An obvious objection to that last sentence is that the mathematics preprints were in fact peer-reviewed. They may not have been sent to referees by the editor of a journal, but they certainly were carefully scrutinized by peers of the authors. So to avoid any confusion, let me use the phrase “formal peer review” for the kind that is organized by a journal and “informal peer review” for the less official scrutiny that is carried out whenever an academic reads an article and comes to some sort of judgement on it. My aim here is to question whether we need formal peer review. It goes without saying that peer review in some form is essential, but it is much less obvious that it needs to be organized in the way it usually is today, or even that it needs to be organized at all.
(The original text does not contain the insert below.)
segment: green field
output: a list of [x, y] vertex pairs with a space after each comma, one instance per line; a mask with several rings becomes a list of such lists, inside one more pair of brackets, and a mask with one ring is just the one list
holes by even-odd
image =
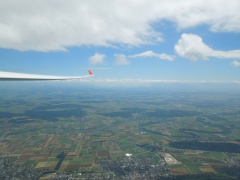
[[[237, 177], [229, 167], [240, 156], [238, 92], [51, 88], [0, 90], [2, 157], [54, 171], [64, 152], [58, 173], [119, 176], [101, 163], [107, 159], [117, 167], [135, 159], [172, 176]], [[161, 152], [181, 164], [169, 165]], [[132, 159], [125, 160], [127, 153]]]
What would the world be like without formal peer review? One can get some idea by looking at what the world is already like for many mathematicians. These days, the arXiv is how we disseminate our work, and the arXiv is how we establish priority. A typical pattern is to post a preprint to the arXiv, wait for feedback from other mathematicians who might be interested, post a revised version of the preprint, and send the revised version to a journal. The time between submitting a paper to a journal and its appearing is often a year or two, so by the time it appears in print, it has already been thoroughly assimilated. Furthermore, looking a paper up on the arXiv is much simpler than grappling with most journal websites, so even after publication it is often the arXiv preprint that is read and not the journal’s formatted version. Thus, in mathematics at least, journals have become almost irrelevant: their main purpose is to provide a stamp of approval, and even then one that gives only an imprecise and unreliable indication of how good a paper actually is….
An alternative system would almost certainly not be perfect, but to insist on perfection, given the imperfections of the current system, is nothing but status quo bias. To guard against this, imagine that an alternative system were fully established and see whether you can mount a convincing argument for switching to what we have now, where all the valuable commentary would be hidden away and we would have to pay large sums of money to read each other’s writings. You would be laughed out of court.”